Мы уселись за стол, хозяин принес кофейник и молочник, расставил чашки… И присел рядом. Некоторое время они с Лерой оживленно переговаривались. Вдруг та спохватилась, стала о нас ему рассказывать – мол, путешествующие писатель и художник из Израиля…
– Вот и отлично, вот и переведи ему, – сказал Борис, наконец дорвавшийся до темы, – чтобы освежил ту копию Вермеера. Она потемнела от времени… Это просто: выжимается луковый сок…
Она подробно перевела. Хозяин кивал, внимательно слушал… Потом что-то сказал.
– Он говорит, что уже беспокоился и даже показывал картину реставраторам.
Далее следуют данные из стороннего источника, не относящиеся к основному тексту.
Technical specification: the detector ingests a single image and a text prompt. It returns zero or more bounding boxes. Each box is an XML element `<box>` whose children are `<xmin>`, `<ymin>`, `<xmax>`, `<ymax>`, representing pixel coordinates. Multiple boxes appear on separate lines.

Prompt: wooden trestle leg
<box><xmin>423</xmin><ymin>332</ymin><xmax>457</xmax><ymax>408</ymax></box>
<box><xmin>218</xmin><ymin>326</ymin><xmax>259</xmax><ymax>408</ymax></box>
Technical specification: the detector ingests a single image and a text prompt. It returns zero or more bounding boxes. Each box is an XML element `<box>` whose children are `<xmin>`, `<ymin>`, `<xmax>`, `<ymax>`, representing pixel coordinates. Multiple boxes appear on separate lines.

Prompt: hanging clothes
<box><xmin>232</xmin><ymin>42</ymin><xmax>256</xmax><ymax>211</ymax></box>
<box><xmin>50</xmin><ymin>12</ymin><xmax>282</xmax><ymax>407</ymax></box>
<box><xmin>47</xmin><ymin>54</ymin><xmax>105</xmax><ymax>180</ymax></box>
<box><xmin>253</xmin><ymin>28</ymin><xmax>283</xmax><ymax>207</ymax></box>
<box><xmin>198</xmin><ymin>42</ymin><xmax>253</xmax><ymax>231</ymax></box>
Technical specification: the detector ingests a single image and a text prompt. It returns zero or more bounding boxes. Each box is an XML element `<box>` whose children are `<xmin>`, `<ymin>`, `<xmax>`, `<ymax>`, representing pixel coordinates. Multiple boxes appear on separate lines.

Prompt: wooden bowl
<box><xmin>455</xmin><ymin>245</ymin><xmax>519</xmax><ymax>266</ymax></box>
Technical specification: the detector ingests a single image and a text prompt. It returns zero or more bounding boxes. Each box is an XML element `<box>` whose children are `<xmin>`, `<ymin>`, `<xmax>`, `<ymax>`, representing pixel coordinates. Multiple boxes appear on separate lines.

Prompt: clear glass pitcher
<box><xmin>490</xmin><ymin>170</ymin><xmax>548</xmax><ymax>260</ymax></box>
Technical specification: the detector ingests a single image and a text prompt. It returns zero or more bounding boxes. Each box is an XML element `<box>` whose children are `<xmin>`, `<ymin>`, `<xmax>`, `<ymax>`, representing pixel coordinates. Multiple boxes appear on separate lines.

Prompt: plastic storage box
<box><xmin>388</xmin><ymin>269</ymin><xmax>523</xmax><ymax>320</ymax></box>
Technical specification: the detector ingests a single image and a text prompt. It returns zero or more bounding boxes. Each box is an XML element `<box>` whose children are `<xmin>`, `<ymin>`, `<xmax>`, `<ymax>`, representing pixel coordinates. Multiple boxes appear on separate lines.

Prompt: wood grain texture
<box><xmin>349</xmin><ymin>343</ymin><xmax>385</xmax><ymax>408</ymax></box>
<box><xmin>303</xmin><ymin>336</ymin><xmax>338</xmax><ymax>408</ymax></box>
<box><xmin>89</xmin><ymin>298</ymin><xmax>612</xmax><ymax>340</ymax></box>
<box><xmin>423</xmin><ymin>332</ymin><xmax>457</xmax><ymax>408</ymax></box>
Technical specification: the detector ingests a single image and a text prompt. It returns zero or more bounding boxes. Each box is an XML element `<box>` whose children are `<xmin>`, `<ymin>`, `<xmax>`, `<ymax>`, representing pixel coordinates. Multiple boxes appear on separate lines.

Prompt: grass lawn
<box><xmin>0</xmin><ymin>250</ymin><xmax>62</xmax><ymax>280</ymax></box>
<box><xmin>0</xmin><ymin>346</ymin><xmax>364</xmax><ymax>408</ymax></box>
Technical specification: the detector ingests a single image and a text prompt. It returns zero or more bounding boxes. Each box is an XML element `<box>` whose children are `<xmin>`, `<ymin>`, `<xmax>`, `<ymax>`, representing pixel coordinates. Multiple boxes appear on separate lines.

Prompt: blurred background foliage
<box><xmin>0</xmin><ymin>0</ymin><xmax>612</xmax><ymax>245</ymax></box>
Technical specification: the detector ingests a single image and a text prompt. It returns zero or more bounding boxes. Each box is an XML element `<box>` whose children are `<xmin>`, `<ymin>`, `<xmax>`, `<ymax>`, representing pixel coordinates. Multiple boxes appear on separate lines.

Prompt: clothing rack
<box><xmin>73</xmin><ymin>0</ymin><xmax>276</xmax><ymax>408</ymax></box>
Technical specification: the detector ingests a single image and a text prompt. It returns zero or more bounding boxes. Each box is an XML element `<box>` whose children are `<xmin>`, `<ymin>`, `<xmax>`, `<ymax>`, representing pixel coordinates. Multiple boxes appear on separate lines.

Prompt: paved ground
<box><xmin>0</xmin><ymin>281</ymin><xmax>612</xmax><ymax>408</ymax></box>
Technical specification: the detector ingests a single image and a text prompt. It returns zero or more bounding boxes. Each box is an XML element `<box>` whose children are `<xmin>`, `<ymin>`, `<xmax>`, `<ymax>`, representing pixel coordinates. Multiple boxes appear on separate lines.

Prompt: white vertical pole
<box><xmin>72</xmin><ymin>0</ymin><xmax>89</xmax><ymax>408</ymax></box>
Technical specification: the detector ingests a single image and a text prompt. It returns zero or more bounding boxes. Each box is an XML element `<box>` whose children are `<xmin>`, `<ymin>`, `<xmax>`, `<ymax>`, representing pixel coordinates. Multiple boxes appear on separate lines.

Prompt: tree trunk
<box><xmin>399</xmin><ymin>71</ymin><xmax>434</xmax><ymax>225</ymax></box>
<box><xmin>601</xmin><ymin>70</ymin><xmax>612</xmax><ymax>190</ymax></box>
Дело в том, что она была написана в подвале, во время войны… Сэмми, кем написана, почему в подвале?
Хозяин, все с тем же невозмутимым выражением на лице, объяснял что-то минуты две. Наша приятельница ахала, восклицала, издавала губами пыхающие и харкающие звуки.
– Представляете: копия написана при свете свечей, тем самым молодым художником, о котором я только что вам рассказывала. Репродукцию раздобыла для него Мария. А у того в этюднике каких-то красок не хватало… но он все равно не мог не писать… Работал до самой смерти… Это единственная о нем память…
Снова она повернулась к хозяину, что-то уточняя…
– Скажи ему, что в Израиле есть музей памяти Шести миллионов погибших. И тем, кто спасал евреев во время войны, присуждают звание Праведников мира… Мы можем сообщить о его матери, ее вызовут, оплатят проезд, она посадит дерево в Аллее Праведников… – это очень трогательная церемония…
Она перевела…
– Скажите ей сами, – коротко ответил он, извинился, поднялся и направился к конторке: в отворившуюся дверь отеля чета пожилых туристов проталкивала чемодан на колесах размером едва ли не с конторку.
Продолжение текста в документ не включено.